The company that specializes in plastics, partnered with Swift’s Scottish designer, Renewable Devices, to install the revolutionary small wind turbine in the U.S. households.
What sets the Swift apart from other small wind turbines is the reduced noise it produces. In addition, the turbine can be attached to rooftops instead of towers. With it’s five blades and “outer diffuser” ring, the company claims vibration is reduced, resulting in only 35 decibels of noise.

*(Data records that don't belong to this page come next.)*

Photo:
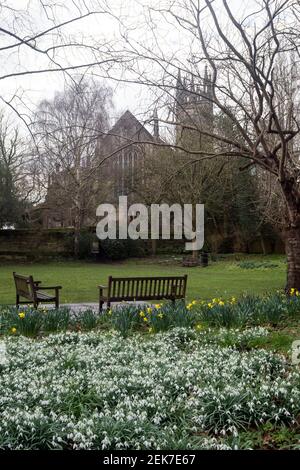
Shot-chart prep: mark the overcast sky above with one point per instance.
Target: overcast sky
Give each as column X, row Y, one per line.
column 29, row 17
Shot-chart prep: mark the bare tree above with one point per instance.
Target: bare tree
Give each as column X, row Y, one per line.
column 68, row 129
column 17, row 187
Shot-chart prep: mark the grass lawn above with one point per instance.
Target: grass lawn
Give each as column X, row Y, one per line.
column 223, row 278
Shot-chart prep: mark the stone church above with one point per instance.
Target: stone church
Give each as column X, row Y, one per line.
column 123, row 150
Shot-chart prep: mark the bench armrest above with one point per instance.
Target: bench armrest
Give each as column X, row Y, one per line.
column 49, row 287
column 36, row 283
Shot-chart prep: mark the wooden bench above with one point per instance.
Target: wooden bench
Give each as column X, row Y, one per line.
column 31, row 290
column 142, row 288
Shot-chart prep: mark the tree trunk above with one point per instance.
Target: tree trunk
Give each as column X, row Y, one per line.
column 77, row 227
column 292, row 249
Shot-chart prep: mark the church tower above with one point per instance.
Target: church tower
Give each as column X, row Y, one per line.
column 194, row 111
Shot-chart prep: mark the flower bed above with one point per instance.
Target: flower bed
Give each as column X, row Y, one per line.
column 178, row 389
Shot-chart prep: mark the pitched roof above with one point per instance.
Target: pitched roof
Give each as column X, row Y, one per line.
column 128, row 126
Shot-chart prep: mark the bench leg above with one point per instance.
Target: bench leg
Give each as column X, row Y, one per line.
column 57, row 300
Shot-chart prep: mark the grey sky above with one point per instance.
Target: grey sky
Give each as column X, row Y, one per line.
column 29, row 17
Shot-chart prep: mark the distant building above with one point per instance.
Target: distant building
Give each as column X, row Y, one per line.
column 121, row 153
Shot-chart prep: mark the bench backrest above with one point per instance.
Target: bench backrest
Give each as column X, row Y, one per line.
column 147, row 288
column 24, row 286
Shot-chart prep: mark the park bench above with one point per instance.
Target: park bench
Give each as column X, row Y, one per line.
column 32, row 291
column 142, row 288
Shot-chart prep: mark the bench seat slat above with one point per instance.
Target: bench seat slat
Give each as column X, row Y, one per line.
column 144, row 288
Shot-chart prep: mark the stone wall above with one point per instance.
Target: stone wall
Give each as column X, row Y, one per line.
column 29, row 244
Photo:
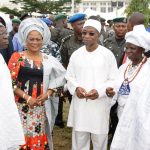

With the turbine’s seven foot diameter and two fins to help it face the wind, it can rotate 360 degrees and it automatically shuts down in very strong winds. All the elements of its unique design allow the Swift to generate up to 1.5 kW of power in 14 mile per hour winds. This equates to approximately 2000 kilowatt hours per year, which is about a quarter of the electricity consumed by a typical U.S. household.
At a cool $10 000 to be installed, this turbine does not come cheap. However, the upfront cost is significantly lower when state tax credits of $1000 for households, and $4000 for businesses is taken into account.
According to Jessica Lehti, Cascade’s senior product marketing manager, this Michigan-based plastics company has already installed 9 Swift turbines in America, and still has at least 25 orders to go.
With a customer base split between residential consumers and businesses, the company is in high hopes that it can sell the Swift to anyone with economic or environmental purposes in mind – even while the economy is in turmoil.
But we disagree with Cascade – not anyone is going to fork out $10 000 just so they can help the environment. Furthermore, the electricity savings realized by households will only cover their investment after 12 years!
Unless people have the money, we are not sure why anyone would want to waste $10 000, when they could easily make their own small wind turbine at home. Although it would be less efficient than commercial ones, if you built enough of them, you could easily make 2000kW hours of power per year.
In fact, many people all over the U.S are making their own power systems at home, and they are showing others how to do it with step-by-step instruction manuals. We have a list of these manuals in our reviews section if you feel the need to make your own energy at home.
To conclude, as much as we like the commercial Swift wind turbine, it is not affordable enough for average households to install. So, until technology and prices improve, we are better off making our own renewable energy solutions at home.